Si en algo noto que mis neuronas cumplen años es en que me pienso las cosas (no todas, faltaría más) entre seis y siete veces, no tanto cuando me conciernen exclusivamente a mí sino sobre todo cuando hay otras personas involucradas. Son luchas interiores agotadoras porque la razón y el corazón tienen demasiado igualadas sus fuerzas. Esta vez, cosa rara, han quedado en tablas, pero siguen mirándose con desconfianza y se nota que se tienen ganas. Yo los observo y me digo que ese tipo de batallas son estériles, pero no me hacen ni puto caso. Estuve francamente tranquila observando los toros desde la barrera, me sentía mera espectadora, como si no fuera conmigo, y eso que su batalla se libraba poniéndome a mí como excusa.
La razón estaba empeñada en que yo no me cortara un pelo, a la hora de escribir en el blog, sobre ningún tema que considerara digno de mi atención; que mi libertad era lo primero; que a quien no le gustara lo que dijera lo tenía muy sencillo: no leerme; que el derecho a mi intimidad pública era sagrado, inviolable; que debía mantenerme firme y seguir con él a toda costa y en la misma línea que lo he mantenido.
El corazón, siempre tan tierno y liberal para muchas cosas, defendía sin embargo que la libertad de uno finaliza donde empieza la de los demás, y le reprochaba a la razón que no contemplara la visión de los otros, que no se pusiera en su lugar, que fuese tan fría y no sintiera nada ante la más mínima lágrima, ni siquiera hacia ésas que se derraman por el cristal cuando llueve.
De vez en cuando ambos me miraban como queriendo que les diera la razón al uno o a la otra, pero, claro, yo era precisamente la menos indicada para decantarme por ninguno de los dos. Lo más que podía hacer para ayudarlos era aportarles datos sobre la cuestión que se dilucidaba, explicarles por qué escribía lo que escribía y si lo hacía con buena o mala intención, o con ninguna. Y es que a mí, la verdad, las discusiones bizantinas me parecen una pérdida de tiempo.
Pero como seguían erre que erre, empecinado cada uno con su visión de las cosas, al final no me quedó más remedio que cortar por lo sano. Consiguieron acabar con mi paciencia y no me quedó más remedio que reencarnarme en Salomón y cortar al niño por la mitad, con suavidad, con cortes precisos para que hubiese el mínimo derramamiento de sangre.
Me llevé a la razón a un rincón y le pedí que me prometiera que si continuaba con el blog se quedaría calladita. Dudó un momento, porque es muy cabezota, y me respondió que estaba de acuerdo si a cambio yo le prometía que seguiría escribiendo en él sin tapujos. Como no soy buena negociadora, y menos aún tengo paciencia, le dije que de acuerdo.
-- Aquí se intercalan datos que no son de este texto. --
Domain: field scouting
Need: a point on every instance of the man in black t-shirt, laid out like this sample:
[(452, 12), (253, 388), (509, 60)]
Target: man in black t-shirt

Me dio un apretón de manos, como si fuera mi socia, y se sentó tranquilamente a beberse un tequilita. Lo que menos me gustó es que miró con gesto triunfante al corazón, que se había quedado mosqueado por lo que pudiéramos estar tramando.
Cogí del hombro al corazón y me lo llevé también a un apartado. Le pedí que me prometiera que si me ponía en el lugar de los ofendidos dejaría de martillearme la cabeza con sus impulsos. Me miró fijamente, en silencio, durante unos segundos, porque tiende un poco al dramatismo, y me respondió que lo haría si yo a mi vez le prometía que quitaría todas las referencias que hubieran molestado a otros y no volvería a citarlos entrando en cuestiones personales. No supe decirle que no, sobre todo porque de una vez por todas quería que la fiesta terminara en paz. Me abrazó con entusiasmo y se sentó al lado de la razón dedicándole la mejor de sus sonrisas. Luego se sirvió un vinito dulce.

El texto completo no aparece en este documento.